なお、都道府県をまたいで移動販売を行う場合については、19都道府県全てにおいて、それぞれの都道府県知事等の移動販売許可が必要とされていた。
上記②の13都道府県では、そのような取扱いとしている理由について、「許可権者が異なるため」、「都道府県内の保健所を設置する市と、移動販売許可の基準(特に施設基準)が異なるため」、「都道府県内の保健所を設置する市と調整を行った上で移動販売許可の基準を定めてはいるが、違反が発生した場合の処分方法について調整を図っていないため」などとしている。
一方、上記①の6都道府県の中には、営業所等の所在地で移動販売許可を受けている者が、営業所等の所在地以外の都道府県知事等の管轄区域において不適切な営業を行っている場合、営業所等の所在地以外の都道府県等が移動販売許可を与えている都道府県知事等に指導等の必要性について連絡する申合せを行い、処分方法について調整を図っている例がみられた。
厚生労働省も、上記①の取扱いが実施できている都道府県知事等間では、施設基準等が同じ内容となっていることが考えられるとし、施設基準等については条例等により規定されるため、各許可権者間で施設基準の内容、監視指導の方法、違反発生時の行政処分の取扱い等について調整が整えば、営業所等の所在地を管轄する都道府県知事等以外による移動販売許可を不要とする取扱いは可能であるとしている。
しかし、厚生労働省は、20年通知において想定している営業許可手続の簡素化は、審査期間の短縮や申請書様式の統一であるとしており、営業所等の所在地を管轄する都道府県知事等以外による移動販売許可を不要とする取扱いまでは想定していなかったとしている。
移動販売を行っている事業者の営業区域が複数の都道府県知事等の管轄区域にまたがることは容易に想定されるが、この場合、上記②の取扱いのように、管轄区域ごとに移動販売許可が必要とされていると、それぞれに許可申請書類の作成、申請手数料の支払等が必要となり、事業者の負担になるものと考えられることから、移動販売の取組の継続を支援する観点からは、複数の都道府県知事等の管轄区域にまたがって営業する移動販売について、営業所等の所在地を管轄する都道府県知事等以外の移動販売許可は不要とする取扱いが推奨されるべきと考えられる。
【所見】
したがって、厚生労働省は、買物弱者対策に取り組む事業者の負担軽減の観点から、複数の都道府県知事等の管轄区域で移動販売を実施しようとする事業者が、既に、営業所等の所在地を管轄する都道府県知事等の移動販売許可を取得している場合、関係都道府県知事等の間で、同水準の施設基準の下で、監視指導の方法、行政処分の取扱い等について調整がなされているときは、移動販売許可を取得している都道府県知事等の管轄区域外においても、新たに移動販売許可を取得しなくても移動販売が営業できる取扱いとして差し支えないことを都道府県等に周知する必要がある。
イ 移動販売車の施設基準
【意見・要望等】
都道府県が定めている移動販売に係る施設の基準の中には、食肉、魚介類及び乳類を販売する場合には、移動販売車に飲料に適する水を十分供給することのできる容積の貯水槽を有した流水式手洗設備を設置する必要があるとされているものがある。
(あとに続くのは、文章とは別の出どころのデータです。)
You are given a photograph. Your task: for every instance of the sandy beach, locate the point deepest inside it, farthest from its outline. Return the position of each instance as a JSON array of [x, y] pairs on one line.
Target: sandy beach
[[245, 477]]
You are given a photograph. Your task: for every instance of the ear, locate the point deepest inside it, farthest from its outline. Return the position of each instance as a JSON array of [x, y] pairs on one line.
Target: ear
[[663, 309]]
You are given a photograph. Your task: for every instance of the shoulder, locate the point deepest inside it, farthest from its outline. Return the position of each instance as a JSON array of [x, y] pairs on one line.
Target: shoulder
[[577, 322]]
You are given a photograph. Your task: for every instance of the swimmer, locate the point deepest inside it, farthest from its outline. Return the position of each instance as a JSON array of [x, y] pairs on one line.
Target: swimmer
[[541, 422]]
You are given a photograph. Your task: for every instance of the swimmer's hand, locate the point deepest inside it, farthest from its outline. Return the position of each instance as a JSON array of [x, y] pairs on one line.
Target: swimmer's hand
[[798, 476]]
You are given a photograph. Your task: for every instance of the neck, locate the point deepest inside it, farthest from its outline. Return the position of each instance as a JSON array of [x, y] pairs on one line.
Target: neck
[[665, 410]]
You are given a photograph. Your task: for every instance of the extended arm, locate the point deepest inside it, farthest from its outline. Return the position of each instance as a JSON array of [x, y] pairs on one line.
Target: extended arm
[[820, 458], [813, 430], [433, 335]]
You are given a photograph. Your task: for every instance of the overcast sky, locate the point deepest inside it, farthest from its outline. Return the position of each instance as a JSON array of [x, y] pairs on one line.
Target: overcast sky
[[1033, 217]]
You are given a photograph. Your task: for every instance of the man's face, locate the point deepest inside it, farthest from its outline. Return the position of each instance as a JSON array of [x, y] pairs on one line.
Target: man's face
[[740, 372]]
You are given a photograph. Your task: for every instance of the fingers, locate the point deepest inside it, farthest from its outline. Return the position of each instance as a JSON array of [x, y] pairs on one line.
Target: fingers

このため、その設置費用がかさむほか、商品を置く場所もその分狭くなっている。パック詰めされた食品のみを取り扱う場合には、アルコール除菌スプレー等で代用可能とする等、流水式手洗設備の設置の義務付けを緩和してほしい。
【制度の概要】
厚生労働省は、取扱要領において、都道府県知事等が移動販売許可の基準を整備する上での留意事項として、飲食に起因する衛生上の危害を防止するために必要な限度において、取扱品目の制限等の条件を付することができることとし、具体的に、「あらかじめ包装したものに限って取扱うこと」(食肉販売業)、「車内で調理加工を行なわず、取扱う生食用の魚介類はあらかじめ包装したものに限ること」等を例示している。また、都道府県知事等が移動販売車に係る施設基準を整備する上での留意事項として、「営業車には、飲用に適する水を十分供給することのできる容積の貯水槽を有した流水式手洗設備を設け、かつその汚水が衛生的に処理できるようにされていること」を示している。
【調査結果】
今回、調査対象20都道府県のうち18都道府県では、移動販売車に係る施設基準において、流水式手洗設備の設置が義務付けられていた。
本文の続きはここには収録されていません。